The original location was opened on May 15, 1946, by Tom Koulax (October 26, 1918 – May 28, 1992), the son of Greek immigrants, on the northeast corner of Beverly and Rampart boulevards west of downtown Los Angeles. The stand, which still exists today, sold hamburgers and hot dogs topped with chili. Initially, the business was slow but it soon started to pick up. During the 1960s, the entire lot at the intersection was purchased. Soon after, the northwest corner was acquired for expanded parking and storage of goods. Not long after that, a second service counter occupying the building at the perimeter of the northeast lot was set up.

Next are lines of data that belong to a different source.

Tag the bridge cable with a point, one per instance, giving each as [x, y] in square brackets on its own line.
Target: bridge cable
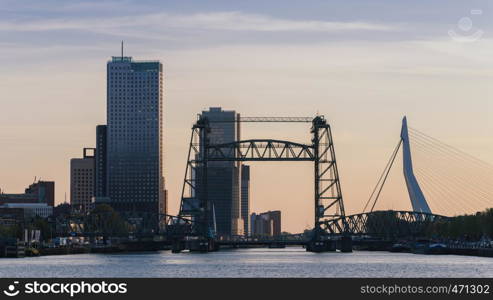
[386, 172]
[382, 175]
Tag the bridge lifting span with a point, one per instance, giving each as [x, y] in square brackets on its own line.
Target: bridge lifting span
[198, 207]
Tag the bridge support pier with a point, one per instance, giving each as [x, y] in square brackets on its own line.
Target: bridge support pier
[202, 245]
[177, 246]
[346, 244]
[319, 246]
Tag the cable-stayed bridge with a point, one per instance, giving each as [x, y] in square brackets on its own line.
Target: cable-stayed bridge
[441, 180]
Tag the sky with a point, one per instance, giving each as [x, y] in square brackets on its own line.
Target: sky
[361, 64]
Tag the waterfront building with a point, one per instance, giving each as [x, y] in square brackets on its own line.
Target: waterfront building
[266, 224]
[223, 178]
[245, 197]
[38, 192]
[82, 171]
[134, 134]
[29, 210]
[100, 161]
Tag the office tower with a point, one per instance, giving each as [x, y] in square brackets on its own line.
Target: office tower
[245, 197]
[101, 142]
[45, 190]
[82, 181]
[223, 178]
[135, 181]
[266, 224]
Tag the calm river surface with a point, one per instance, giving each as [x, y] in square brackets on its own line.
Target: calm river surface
[288, 262]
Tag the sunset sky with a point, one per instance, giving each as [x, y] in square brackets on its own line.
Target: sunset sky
[362, 64]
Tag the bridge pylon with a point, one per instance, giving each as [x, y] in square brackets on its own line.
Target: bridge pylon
[197, 206]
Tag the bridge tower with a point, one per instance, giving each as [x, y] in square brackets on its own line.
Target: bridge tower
[416, 196]
[197, 206]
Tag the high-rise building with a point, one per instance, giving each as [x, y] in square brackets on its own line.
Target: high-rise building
[45, 191]
[266, 224]
[135, 181]
[82, 181]
[245, 197]
[101, 142]
[223, 177]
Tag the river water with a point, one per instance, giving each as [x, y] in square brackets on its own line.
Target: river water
[287, 262]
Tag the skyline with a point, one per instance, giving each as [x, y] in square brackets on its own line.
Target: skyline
[268, 64]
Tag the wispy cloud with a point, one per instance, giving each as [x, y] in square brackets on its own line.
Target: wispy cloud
[226, 21]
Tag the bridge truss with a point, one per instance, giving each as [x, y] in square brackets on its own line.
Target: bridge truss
[386, 224]
[197, 206]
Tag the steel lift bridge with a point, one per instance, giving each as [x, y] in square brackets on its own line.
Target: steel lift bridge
[194, 228]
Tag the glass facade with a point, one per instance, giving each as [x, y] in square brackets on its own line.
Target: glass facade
[135, 182]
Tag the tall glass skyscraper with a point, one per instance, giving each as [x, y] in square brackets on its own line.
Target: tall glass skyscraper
[135, 181]
[223, 177]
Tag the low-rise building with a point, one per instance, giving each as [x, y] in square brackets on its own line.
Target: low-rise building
[29, 210]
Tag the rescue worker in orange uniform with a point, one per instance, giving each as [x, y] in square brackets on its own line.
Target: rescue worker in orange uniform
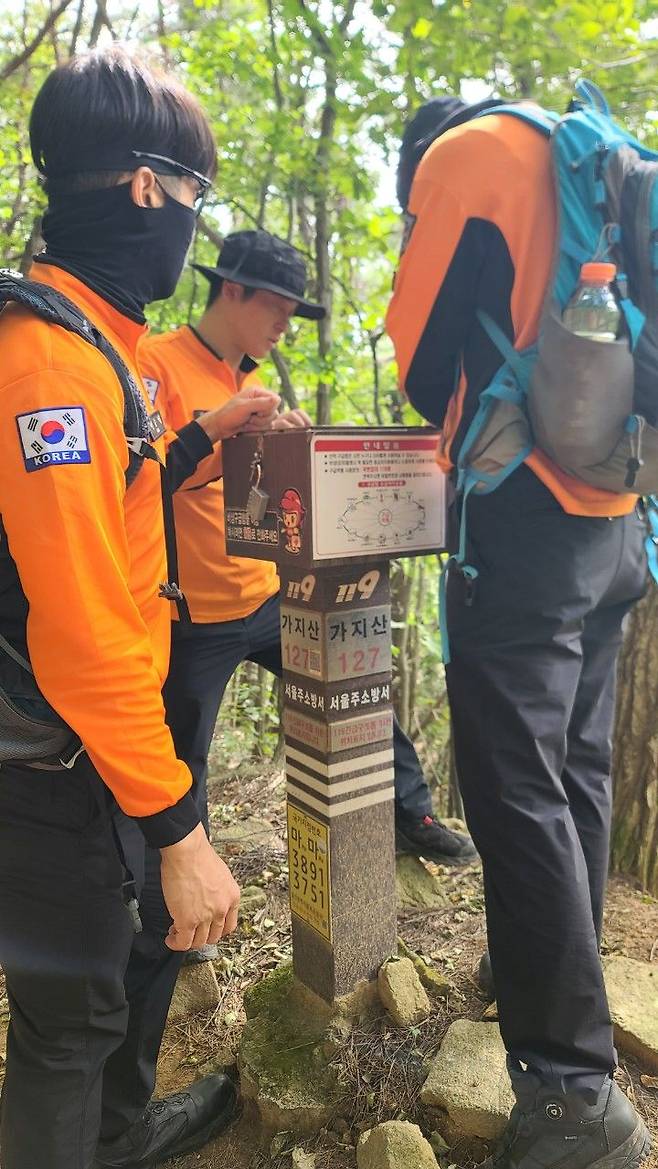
[255, 290]
[126, 154]
[533, 641]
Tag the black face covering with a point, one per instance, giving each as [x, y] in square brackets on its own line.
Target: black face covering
[129, 255]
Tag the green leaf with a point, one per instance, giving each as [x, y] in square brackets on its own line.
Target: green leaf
[422, 28]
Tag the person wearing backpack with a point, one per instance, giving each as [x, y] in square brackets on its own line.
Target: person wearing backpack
[126, 156]
[544, 571]
[256, 288]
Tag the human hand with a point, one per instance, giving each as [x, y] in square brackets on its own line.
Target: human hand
[200, 892]
[292, 420]
[253, 409]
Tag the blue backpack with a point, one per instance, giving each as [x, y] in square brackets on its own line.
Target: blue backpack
[591, 407]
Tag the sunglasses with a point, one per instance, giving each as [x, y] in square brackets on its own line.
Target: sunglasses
[163, 165]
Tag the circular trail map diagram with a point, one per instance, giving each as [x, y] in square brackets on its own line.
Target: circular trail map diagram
[382, 518]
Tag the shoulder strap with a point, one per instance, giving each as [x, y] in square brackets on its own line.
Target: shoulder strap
[56, 309]
[545, 120]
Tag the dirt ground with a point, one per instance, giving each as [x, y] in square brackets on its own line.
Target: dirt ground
[382, 1071]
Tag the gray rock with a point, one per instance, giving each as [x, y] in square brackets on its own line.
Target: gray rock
[395, 1145]
[469, 1081]
[632, 995]
[303, 1160]
[417, 889]
[196, 990]
[402, 993]
[251, 899]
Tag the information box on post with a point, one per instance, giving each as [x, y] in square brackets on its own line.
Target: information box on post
[332, 506]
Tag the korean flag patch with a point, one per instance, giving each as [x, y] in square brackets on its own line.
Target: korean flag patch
[53, 437]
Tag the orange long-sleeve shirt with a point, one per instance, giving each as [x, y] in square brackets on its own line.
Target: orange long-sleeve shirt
[185, 379]
[483, 222]
[89, 554]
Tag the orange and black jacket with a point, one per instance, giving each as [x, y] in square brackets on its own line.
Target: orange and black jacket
[480, 234]
[186, 378]
[82, 558]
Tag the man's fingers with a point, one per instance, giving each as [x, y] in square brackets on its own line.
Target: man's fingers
[216, 931]
[179, 939]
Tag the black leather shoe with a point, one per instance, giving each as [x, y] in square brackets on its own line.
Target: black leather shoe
[171, 1127]
[429, 838]
[552, 1129]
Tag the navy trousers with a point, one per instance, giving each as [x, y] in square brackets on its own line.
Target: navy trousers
[532, 693]
[88, 997]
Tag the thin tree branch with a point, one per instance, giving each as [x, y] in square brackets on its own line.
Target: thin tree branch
[77, 28]
[286, 387]
[26, 54]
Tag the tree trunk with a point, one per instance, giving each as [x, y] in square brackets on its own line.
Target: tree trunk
[635, 766]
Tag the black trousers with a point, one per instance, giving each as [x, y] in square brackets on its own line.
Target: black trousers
[203, 659]
[532, 696]
[88, 997]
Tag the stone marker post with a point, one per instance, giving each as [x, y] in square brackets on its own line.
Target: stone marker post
[332, 506]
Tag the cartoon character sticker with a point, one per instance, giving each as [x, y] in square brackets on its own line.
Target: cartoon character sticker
[292, 514]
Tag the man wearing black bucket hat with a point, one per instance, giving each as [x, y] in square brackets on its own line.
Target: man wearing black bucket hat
[256, 288]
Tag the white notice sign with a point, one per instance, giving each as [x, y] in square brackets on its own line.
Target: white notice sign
[376, 495]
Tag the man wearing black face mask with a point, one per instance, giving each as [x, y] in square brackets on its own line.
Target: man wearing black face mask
[125, 154]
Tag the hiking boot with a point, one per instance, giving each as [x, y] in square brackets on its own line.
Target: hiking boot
[429, 838]
[552, 1129]
[171, 1127]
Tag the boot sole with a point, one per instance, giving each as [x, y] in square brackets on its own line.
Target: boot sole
[629, 1155]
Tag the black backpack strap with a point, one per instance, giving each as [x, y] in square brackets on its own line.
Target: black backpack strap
[56, 309]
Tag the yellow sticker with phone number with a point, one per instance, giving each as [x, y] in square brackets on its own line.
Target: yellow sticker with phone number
[309, 863]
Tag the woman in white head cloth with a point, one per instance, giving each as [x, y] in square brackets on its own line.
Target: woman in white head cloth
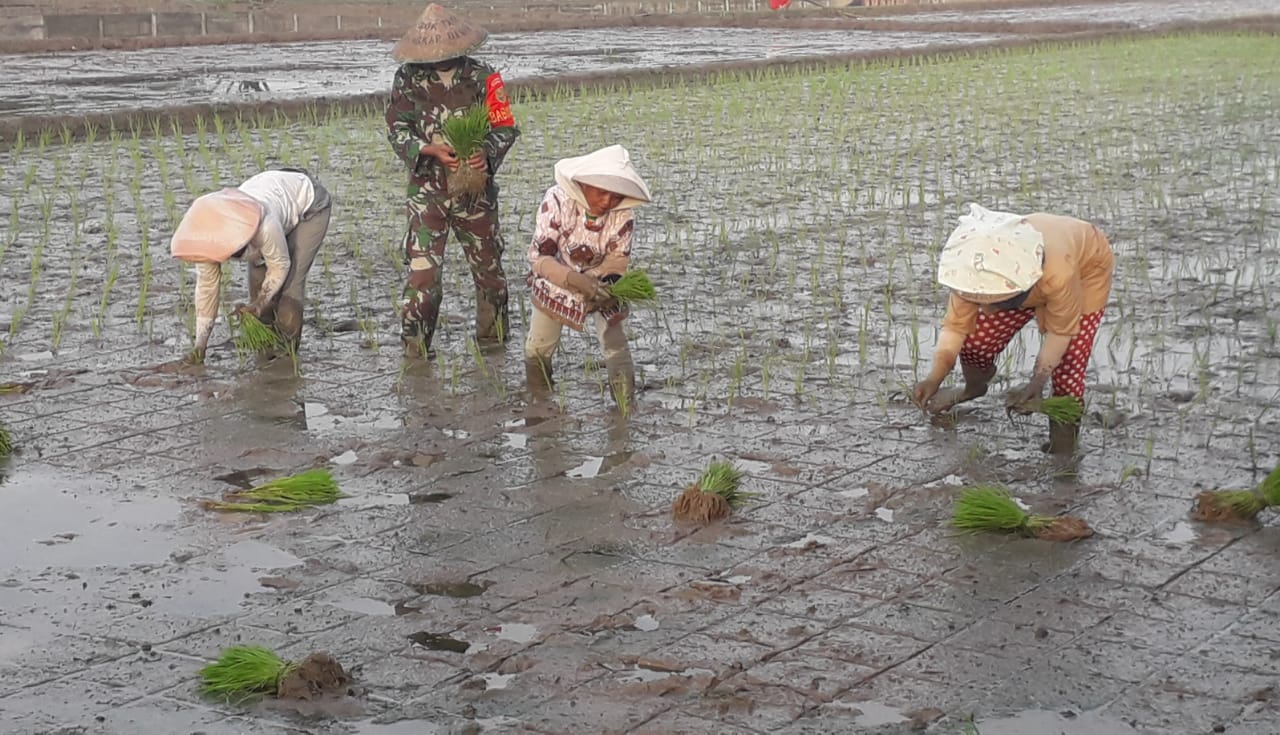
[581, 243]
[1002, 270]
[274, 222]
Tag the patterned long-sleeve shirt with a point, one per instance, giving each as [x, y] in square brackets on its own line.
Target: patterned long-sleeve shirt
[566, 240]
[421, 99]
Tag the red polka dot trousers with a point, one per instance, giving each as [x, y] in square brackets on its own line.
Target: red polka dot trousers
[995, 331]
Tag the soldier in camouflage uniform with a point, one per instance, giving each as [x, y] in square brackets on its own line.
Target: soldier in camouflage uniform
[435, 81]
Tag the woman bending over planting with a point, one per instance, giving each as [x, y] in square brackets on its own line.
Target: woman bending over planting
[1004, 269]
[581, 243]
[275, 223]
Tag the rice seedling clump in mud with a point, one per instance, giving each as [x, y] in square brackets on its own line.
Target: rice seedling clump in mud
[714, 496]
[993, 508]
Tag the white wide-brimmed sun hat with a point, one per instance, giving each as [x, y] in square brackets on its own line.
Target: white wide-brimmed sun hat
[215, 227]
[438, 35]
[608, 168]
[991, 256]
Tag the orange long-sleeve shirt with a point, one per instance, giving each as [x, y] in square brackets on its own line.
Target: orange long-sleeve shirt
[1077, 281]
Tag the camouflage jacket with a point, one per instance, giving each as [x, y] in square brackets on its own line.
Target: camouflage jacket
[420, 101]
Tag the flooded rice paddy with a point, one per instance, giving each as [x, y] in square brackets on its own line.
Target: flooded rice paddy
[506, 564]
[80, 82]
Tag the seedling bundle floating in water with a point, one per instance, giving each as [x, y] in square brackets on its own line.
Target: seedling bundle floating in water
[465, 135]
[284, 494]
[242, 671]
[245, 671]
[714, 496]
[1238, 505]
[634, 287]
[993, 508]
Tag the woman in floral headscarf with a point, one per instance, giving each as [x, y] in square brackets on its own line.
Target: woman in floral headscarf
[581, 243]
[1002, 270]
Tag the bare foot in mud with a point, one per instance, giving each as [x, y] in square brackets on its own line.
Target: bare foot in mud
[947, 398]
[316, 675]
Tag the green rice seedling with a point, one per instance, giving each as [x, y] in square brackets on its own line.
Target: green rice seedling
[714, 496]
[634, 287]
[465, 135]
[252, 336]
[283, 494]
[1228, 506]
[1216, 506]
[1063, 409]
[243, 671]
[993, 508]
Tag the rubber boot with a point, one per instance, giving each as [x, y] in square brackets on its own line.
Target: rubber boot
[492, 316]
[538, 375]
[622, 379]
[288, 320]
[1063, 438]
[256, 275]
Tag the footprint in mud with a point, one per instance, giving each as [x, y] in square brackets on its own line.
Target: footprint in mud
[439, 642]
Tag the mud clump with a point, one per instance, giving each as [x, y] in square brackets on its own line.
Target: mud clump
[1064, 529]
[699, 507]
[312, 678]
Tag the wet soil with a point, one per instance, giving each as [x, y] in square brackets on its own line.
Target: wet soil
[796, 270]
[315, 676]
[82, 82]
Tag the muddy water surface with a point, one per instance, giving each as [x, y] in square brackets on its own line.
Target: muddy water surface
[540, 574]
[1139, 14]
[94, 81]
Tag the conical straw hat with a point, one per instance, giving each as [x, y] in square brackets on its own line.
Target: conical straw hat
[437, 36]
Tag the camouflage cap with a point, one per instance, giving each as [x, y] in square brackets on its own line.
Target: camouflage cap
[437, 36]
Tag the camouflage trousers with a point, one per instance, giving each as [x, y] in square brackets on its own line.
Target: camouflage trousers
[474, 220]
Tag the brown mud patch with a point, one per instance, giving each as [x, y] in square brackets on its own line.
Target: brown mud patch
[68, 128]
[318, 675]
[1064, 529]
[698, 507]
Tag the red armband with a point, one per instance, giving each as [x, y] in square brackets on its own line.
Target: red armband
[496, 99]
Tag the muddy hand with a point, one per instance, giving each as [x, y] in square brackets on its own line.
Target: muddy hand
[923, 393]
[1024, 400]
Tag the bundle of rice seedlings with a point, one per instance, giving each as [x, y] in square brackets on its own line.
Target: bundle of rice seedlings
[243, 671]
[252, 336]
[1063, 409]
[714, 496]
[1215, 506]
[993, 508]
[634, 287]
[283, 494]
[465, 135]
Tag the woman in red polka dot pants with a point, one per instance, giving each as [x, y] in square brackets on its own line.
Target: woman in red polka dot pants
[1005, 269]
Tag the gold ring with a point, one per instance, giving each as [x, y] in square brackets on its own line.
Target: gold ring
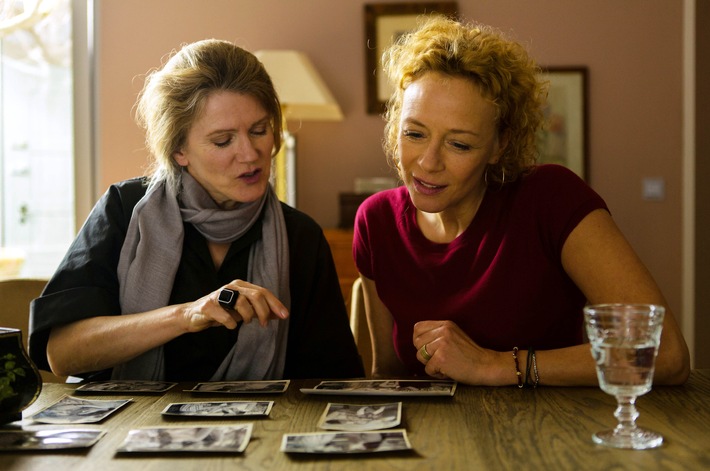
[424, 353]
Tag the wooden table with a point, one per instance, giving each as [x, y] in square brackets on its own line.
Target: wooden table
[478, 428]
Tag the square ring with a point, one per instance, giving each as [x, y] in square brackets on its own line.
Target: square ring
[228, 298]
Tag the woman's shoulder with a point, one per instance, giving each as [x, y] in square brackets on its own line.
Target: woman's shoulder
[298, 220]
[552, 179]
[386, 201]
[128, 192]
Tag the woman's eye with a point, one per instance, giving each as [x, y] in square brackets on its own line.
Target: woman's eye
[223, 142]
[412, 134]
[460, 146]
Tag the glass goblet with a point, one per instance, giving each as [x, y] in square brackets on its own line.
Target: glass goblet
[624, 340]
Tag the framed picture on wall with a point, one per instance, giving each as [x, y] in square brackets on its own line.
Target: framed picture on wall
[384, 23]
[564, 137]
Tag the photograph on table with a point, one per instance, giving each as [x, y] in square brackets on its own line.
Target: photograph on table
[122, 386]
[72, 410]
[62, 439]
[219, 409]
[242, 387]
[361, 417]
[346, 442]
[219, 439]
[387, 387]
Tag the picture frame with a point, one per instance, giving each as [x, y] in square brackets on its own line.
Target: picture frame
[564, 138]
[384, 23]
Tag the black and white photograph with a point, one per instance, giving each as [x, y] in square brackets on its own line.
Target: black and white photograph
[384, 388]
[219, 439]
[346, 442]
[242, 387]
[361, 417]
[73, 410]
[120, 386]
[57, 439]
[219, 409]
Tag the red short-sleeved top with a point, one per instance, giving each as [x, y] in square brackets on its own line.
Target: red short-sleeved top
[501, 280]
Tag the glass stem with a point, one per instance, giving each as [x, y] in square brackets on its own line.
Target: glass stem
[626, 414]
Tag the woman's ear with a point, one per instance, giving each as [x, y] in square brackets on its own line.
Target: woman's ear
[502, 144]
[180, 158]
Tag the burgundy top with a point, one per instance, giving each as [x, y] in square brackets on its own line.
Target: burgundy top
[501, 280]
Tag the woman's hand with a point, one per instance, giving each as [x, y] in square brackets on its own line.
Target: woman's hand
[452, 354]
[253, 302]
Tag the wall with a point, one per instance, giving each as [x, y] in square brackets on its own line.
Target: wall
[702, 195]
[633, 50]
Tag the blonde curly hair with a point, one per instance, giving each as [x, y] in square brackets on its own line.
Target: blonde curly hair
[502, 68]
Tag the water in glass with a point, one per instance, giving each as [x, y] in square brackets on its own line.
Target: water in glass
[624, 342]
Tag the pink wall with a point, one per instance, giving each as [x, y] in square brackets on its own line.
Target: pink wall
[633, 50]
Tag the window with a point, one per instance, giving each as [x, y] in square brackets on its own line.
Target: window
[37, 138]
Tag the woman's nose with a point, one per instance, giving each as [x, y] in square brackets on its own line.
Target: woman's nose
[430, 159]
[245, 150]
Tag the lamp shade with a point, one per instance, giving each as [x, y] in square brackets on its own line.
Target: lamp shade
[303, 94]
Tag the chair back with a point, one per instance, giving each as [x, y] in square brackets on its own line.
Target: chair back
[15, 297]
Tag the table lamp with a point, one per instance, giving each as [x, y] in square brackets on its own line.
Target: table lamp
[304, 97]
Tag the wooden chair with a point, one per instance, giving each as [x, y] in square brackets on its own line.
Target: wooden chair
[359, 327]
[15, 297]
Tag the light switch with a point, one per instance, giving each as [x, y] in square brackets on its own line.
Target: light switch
[654, 189]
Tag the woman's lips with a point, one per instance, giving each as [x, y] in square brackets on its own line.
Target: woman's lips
[251, 177]
[427, 188]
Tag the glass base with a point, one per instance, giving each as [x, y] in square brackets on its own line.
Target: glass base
[638, 439]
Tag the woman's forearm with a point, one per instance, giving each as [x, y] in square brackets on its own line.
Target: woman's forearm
[99, 343]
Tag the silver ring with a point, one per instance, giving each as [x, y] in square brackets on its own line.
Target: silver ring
[424, 353]
[228, 298]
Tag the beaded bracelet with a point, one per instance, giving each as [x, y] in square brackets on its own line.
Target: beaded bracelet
[537, 377]
[518, 374]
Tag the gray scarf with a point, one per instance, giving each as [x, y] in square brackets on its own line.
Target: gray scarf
[151, 254]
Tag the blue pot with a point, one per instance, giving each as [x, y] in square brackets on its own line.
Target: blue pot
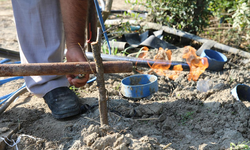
[216, 60]
[241, 92]
[139, 86]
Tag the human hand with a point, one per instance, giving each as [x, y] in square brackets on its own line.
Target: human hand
[76, 55]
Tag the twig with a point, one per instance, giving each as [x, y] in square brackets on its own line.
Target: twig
[92, 120]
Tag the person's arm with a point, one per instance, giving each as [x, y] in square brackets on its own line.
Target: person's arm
[74, 14]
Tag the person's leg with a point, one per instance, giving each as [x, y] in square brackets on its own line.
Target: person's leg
[41, 40]
[40, 34]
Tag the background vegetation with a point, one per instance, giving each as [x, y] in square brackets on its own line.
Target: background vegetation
[226, 21]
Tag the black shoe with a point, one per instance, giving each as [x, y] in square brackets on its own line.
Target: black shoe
[63, 103]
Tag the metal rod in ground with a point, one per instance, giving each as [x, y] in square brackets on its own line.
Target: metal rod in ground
[33, 69]
[103, 109]
[140, 62]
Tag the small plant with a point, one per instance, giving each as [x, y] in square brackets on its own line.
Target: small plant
[239, 146]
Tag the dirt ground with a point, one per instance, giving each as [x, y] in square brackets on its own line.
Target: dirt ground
[178, 116]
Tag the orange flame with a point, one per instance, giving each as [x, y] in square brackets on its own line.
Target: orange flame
[144, 52]
[197, 64]
[178, 69]
[161, 55]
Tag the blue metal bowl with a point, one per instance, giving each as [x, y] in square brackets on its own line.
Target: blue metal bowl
[139, 86]
[216, 60]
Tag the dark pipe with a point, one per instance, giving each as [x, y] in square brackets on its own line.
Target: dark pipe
[139, 62]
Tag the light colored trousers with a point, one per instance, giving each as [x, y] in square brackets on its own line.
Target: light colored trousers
[41, 40]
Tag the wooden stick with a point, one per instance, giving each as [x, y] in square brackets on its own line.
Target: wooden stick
[96, 48]
[33, 69]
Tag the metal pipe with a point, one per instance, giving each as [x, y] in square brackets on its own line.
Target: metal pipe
[140, 62]
[33, 69]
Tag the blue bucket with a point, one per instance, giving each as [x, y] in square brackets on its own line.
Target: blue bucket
[241, 92]
[139, 86]
[216, 60]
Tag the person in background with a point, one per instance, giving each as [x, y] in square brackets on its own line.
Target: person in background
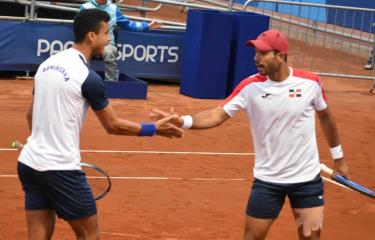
[117, 19]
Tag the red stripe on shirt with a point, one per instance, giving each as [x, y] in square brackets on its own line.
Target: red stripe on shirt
[244, 83]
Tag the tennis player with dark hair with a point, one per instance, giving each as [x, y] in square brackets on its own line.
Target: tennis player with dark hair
[280, 103]
[49, 164]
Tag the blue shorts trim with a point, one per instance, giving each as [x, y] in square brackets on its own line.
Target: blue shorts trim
[65, 192]
[266, 199]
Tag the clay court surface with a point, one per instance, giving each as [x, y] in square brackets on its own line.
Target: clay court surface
[193, 209]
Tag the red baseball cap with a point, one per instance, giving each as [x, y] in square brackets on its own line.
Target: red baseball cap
[270, 40]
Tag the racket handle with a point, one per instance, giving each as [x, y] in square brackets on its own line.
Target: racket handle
[326, 169]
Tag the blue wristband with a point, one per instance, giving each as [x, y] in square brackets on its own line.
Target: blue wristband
[148, 129]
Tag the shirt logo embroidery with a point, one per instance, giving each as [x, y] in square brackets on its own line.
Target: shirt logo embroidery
[293, 92]
[266, 95]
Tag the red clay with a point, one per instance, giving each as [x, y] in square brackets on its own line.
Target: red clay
[186, 209]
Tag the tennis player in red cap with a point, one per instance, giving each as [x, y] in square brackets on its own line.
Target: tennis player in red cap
[281, 103]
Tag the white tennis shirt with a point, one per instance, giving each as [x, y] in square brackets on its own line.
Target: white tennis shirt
[64, 88]
[282, 121]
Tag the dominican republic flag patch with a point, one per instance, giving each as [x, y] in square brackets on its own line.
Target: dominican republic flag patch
[293, 92]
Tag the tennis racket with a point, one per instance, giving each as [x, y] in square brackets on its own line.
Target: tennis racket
[98, 179]
[348, 183]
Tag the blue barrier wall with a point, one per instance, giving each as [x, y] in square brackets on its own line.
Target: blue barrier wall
[206, 54]
[149, 54]
[215, 57]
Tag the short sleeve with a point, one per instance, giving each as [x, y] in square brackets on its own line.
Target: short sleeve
[320, 101]
[236, 101]
[93, 89]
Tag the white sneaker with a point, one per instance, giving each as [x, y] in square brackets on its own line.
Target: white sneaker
[368, 67]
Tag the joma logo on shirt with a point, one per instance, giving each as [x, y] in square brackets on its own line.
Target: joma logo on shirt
[293, 92]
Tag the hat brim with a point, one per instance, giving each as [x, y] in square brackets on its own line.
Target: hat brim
[259, 44]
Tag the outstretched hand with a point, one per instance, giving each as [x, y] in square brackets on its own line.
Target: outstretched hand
[340, 167]
[165, 126]
[154, 25]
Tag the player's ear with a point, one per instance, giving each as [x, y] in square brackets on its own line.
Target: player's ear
[283, 55]
[90, 36]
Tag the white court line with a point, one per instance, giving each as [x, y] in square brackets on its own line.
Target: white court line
[150, 178]
[121, 234]
[154, 152]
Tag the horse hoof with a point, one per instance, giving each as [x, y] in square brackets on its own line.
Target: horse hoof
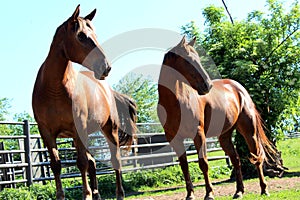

Tommy's began to expand in the 1970s, and grew to 30 locations by 2006. Most Original Tommy's restaurants are found in the Greater Los Angeles Area. In recent years several locations have closed. The Santa Monica location was closed on April 20, 2014, when the landlord refused to renew the lease and leased the location to Starbucks instead. Original Tommy's last San Diego location closed in 2023.

In 2008, the company expanded for the first time outside of California by opening two locations in Clark County, Nevada. A third Nevada location was opened in 2013.

As of May 2026, there are 32 locations. The company is based in Monrovia, California, after years of being in Glendale, California, and is run by the late Tom Koulax's family.

The restaurant's success in the Los Angeles market has attracted many imitators. A 2019 study by the Los Angeles Times listed 67 restaurants, more than double the number of Original Tommy's restaurants, in the Los Angeles region with some form of the name "Thomas" in the name along with similarity in the signage and menu. Bob Auerbach, a stepson of the restaurant's founder, Tom Koulax, said that the family made a conscious decision not to doggedly pursue legal action against the imitators. The chain's full name, Original Tommy’s World Famous Hamburgers, is trademarked, and they have sued to protect the "original" and "world famous" parts of their name.